There are currently no new disease-modifying therapies that can change the progression of Parkinson’s disease, but scientists from the University of Colorado and other institutions have conducted research that may improve the treatment of Parkinson’s disease.
The researchers took a deep dive to uncover the characteristics and key roles of the key protein α-synuclein (αSyn, α-synuclein), and found that it may link inflammation to Parkinson’s disease. Alpha-synuclein is mainly expressed in neurons and is often directly associated with the development of neurodegenerative diseases such as Parkinson’s disease and Lewy body dementia. Researchers have revealed a specific mechanism that may interfere with Activation of alpha-synuclein is linked to the function of alpha-synuclein in neurons, making this mechanism promising as a potential trigger for Parkinson’s disease progression.

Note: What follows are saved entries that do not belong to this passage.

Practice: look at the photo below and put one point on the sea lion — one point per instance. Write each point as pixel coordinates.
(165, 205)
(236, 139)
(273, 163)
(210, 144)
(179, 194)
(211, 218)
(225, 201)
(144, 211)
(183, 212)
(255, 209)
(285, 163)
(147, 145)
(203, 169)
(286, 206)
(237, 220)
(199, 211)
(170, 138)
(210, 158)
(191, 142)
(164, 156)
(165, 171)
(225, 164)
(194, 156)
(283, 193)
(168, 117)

David Beckham, MD, noted that further understanding of the elicitors that lead to Parkinson’s disease and elucidating how inflammation interacts with proteins found in the disease are critical to developing novel targeted therapies, and based on the findings, we may hope to Altering or intervening in the inflammatory pathways that act as elicitors in diseases can provide certain ideas and research foundations for the development of new treatments.
To investigate the molecular mechanisms underlying α-synuclein-induced immune responses to viral infection in the brain, the researchers used RNA virus infection to “challenge” α-synuclein knockout mice as well as human α-synuclein In dopaminergic neurons in which the nuclear protein was knocked out, it was found that α-synuclein is necessary for neurons to express interferon-stimulated genes (ISGs), and they subsequently found that in any evoked interferon signal Following stimulation (a type of immune response), α-synuclein interacts with signaling proteins in neurons to induce the expression of ISGs.
The study proposes the first definitive mechanism linking inflammation to alpha-synuclein, a specific protein closely linked to the development of Parkinson’s disease. The researchers pointed out that the data in this study confirmed the response of α-synuclein to infection and inflammatory signaling pathways, and suggested that this interaction may play an important role in the development of Parkinson’s disease. The next step is to study Research will determine whether the interaction between interferon and alpha-synuclein induces the formation of toxic forms of misfolded alpha-synuclein (ie, fibrils), which are primarily found in in patients with Parkinson’s disease.
Finally, the researchers say that future studies will need to shed light on the interaction between type 1 interferon signaling and misfolded α-synuclein in neurons to determine whether drugs that inhibit these interactions can inhibit the error. The formation of folded alpha-synuclein, which may help develop a potential disease-modifying treatment.